In [2]:
import mlflow
import pandas as pd
from openai import OpenAI
import os
import configparser
from mistralai.client import MistralClient
from mistralai.models.chat_completion import ChatMessage

### Notebook for testing LLM prompts, no results are logged here (either as csv or in Weights & Biases)

### Config Parameters

In [3]:
config = configparser.ConfigParser()
# Read the configuration file
config.read('config.ini')
api_key_openai = config.get('credentials', 'api_key_openai')
api_key_mistral = config.get('credentials', 'api_key_mistral')
surfdrive_url_input_sentences = config.get('credentials', 'surfdrive_url_input_sentences')
surfdrive_url_prompts = config.get('credentials', 'surfdrive_url_prompts')
output_chat_data_folder_path = 'output_llm_data/'

### Input & Prompts

In [9]:
# get a smaller subset of input sentences for these tests
neutral_sentences = pd.read_csv(surfdrive_url_input_sentences,sep=';')['sentences']
neutral_sentences = neutral_sentences[0:5]
neutral_sentences

0    I’m all about that food. I usually kick off th...
1    Just getting my vitamins in at the school cant...
2    De Pizzabakkers sell this vegan pizza with che...
3    I entered the world of vegan foods lately. Nex...
4    This vegan fried chicken from KFC is on the sp...
Name: sentences, dtype: object

In [6]:
df_prompts = pd.read_csv(surfdrive_url_prompts,sep=';').reset_index()
df_prompts

Unnamed: 0,index,promptID,promptContent
0,0,0,Here is some text {}. Here is a rewrite of the...


### Prompt making

In [7]:
# getting the relevant prompts
prompt_content = df_prompts['promptContent'][0]
prompt_id = str(df_prompts['promptID'][0])

### Single Model Runs

In [10]:
# "mistral-tiny", "mistral-small", "mistral-medium"
mistral_m = "mistral-tiny"
mistral_client = MistralClient(api_key = api_key_mistral)

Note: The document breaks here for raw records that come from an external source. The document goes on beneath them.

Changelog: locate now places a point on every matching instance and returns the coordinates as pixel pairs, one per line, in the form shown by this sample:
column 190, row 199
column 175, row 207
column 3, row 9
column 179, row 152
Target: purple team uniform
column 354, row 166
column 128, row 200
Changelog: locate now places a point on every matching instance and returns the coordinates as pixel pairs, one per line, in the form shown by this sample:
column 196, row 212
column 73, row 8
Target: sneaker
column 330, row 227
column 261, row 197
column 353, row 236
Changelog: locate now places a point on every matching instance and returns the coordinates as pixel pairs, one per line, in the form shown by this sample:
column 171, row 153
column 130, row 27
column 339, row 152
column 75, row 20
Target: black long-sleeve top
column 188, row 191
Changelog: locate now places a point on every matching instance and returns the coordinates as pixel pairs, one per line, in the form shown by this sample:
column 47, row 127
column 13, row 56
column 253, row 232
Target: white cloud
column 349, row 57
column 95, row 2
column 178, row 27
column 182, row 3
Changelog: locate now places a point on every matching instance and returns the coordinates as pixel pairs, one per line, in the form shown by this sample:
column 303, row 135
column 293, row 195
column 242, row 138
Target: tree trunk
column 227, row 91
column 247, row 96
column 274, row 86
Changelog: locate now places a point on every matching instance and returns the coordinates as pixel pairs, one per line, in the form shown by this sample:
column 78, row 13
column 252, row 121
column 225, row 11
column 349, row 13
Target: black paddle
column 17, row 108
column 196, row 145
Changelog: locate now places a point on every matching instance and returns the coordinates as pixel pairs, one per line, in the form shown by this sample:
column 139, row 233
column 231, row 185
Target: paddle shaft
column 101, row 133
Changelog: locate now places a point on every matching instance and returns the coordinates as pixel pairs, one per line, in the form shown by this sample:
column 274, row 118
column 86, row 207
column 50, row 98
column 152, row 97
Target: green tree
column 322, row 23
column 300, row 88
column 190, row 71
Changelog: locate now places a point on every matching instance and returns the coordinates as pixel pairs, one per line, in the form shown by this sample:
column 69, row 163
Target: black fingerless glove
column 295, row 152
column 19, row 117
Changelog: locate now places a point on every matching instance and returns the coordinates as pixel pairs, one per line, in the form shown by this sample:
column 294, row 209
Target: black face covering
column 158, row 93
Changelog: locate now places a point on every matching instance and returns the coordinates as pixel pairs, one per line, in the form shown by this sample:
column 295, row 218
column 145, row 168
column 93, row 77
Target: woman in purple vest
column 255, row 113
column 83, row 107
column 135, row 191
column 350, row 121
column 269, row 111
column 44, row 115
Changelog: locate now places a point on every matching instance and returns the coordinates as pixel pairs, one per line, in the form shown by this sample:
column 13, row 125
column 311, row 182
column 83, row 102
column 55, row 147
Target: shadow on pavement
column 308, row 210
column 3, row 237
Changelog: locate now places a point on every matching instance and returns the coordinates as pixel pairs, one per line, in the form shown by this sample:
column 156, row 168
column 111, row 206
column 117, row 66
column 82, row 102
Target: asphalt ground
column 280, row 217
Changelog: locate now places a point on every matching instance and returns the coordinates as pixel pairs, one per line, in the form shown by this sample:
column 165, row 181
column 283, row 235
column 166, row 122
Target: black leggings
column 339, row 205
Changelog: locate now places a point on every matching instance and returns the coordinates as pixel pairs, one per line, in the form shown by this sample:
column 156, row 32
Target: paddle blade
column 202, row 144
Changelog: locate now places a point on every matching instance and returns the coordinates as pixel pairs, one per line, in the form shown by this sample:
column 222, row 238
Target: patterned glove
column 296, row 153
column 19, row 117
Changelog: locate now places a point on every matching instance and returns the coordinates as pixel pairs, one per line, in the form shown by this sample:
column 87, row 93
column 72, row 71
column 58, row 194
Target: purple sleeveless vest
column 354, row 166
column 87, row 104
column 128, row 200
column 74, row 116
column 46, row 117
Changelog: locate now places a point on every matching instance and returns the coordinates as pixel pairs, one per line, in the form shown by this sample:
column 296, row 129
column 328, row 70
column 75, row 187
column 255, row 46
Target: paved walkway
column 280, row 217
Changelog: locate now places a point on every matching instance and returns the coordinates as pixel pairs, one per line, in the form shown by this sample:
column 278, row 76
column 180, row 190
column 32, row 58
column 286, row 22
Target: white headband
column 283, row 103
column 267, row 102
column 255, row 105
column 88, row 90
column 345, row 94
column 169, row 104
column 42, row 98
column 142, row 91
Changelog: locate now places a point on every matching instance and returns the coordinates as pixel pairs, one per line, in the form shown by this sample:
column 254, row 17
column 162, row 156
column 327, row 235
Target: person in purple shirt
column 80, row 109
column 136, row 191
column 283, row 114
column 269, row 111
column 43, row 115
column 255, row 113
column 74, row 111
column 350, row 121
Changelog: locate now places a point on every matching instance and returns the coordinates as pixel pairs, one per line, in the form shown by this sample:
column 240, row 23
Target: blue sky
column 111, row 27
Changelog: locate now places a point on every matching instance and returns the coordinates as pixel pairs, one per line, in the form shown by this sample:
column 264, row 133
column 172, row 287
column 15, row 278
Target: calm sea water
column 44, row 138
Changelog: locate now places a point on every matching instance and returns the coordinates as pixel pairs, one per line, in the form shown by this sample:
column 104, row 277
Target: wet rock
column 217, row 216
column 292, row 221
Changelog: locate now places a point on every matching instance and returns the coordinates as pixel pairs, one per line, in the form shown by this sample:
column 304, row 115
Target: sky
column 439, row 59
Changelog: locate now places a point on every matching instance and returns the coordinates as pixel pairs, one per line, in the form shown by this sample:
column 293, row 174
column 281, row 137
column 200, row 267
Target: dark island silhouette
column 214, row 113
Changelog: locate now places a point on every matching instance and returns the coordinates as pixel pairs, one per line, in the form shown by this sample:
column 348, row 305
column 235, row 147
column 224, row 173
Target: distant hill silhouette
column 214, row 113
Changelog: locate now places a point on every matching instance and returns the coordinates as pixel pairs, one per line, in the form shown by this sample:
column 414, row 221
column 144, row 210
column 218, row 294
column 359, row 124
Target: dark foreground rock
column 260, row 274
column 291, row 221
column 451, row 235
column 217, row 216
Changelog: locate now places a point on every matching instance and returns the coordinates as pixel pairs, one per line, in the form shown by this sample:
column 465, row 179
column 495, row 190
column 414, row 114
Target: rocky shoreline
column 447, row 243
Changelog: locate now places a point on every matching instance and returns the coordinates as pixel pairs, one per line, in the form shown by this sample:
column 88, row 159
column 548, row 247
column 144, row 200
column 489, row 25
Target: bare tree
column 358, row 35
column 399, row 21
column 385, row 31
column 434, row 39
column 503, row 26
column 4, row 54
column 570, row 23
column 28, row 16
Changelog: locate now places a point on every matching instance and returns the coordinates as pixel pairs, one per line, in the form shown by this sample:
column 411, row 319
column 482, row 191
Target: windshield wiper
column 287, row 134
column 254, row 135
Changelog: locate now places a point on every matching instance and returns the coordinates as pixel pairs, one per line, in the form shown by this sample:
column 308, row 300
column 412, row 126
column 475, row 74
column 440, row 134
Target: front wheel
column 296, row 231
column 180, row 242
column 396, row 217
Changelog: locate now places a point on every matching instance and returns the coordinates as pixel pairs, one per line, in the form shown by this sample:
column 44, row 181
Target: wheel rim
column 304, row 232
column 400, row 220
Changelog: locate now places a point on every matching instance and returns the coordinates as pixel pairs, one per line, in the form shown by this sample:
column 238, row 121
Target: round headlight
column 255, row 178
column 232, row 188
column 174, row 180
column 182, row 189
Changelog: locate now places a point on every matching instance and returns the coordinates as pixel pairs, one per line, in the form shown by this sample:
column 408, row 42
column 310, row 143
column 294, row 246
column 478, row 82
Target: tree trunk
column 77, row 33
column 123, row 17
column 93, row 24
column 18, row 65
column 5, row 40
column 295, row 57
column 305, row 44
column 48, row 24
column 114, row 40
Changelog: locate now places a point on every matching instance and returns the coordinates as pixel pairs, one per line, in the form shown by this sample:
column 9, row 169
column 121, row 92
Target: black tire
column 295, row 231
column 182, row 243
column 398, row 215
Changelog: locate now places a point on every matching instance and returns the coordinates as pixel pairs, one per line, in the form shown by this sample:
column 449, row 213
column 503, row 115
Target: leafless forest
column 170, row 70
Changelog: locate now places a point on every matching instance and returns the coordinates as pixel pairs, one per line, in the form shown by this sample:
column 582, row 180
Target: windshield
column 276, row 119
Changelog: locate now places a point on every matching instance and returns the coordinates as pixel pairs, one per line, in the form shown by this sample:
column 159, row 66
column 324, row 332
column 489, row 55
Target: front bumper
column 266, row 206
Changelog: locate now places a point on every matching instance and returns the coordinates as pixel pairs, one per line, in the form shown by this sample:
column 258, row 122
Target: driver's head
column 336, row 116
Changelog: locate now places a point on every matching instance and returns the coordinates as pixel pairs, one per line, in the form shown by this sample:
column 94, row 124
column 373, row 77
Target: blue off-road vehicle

print("run-" + "promptID_" + prompt_id + '_model_'+ mistral_m)

final_output = []

for i in range(0,len(neutral_sentences)-1):   
    original = neutral_sentences[i]
    query = f"{prompt_content.replace('{}', f'{{{original}}}')}"
    
    messages = [ ChatMessage(role = "user", content = query) ]
    
    # No streaming
    chat_response = mistral_client.chat(
        model = mistral_m,
        messages = messages,
    )
    
    final_output.append({'original': original,'output': chat_response.choices[0].message.content,"model": chat_response.model, "prompt_tokens" : chat_response.usage.prompt_tokens,"completion_tokens" : chat_response.usage.completion_tokens,"object" : chat_response.object, "promptID" : prompt_id})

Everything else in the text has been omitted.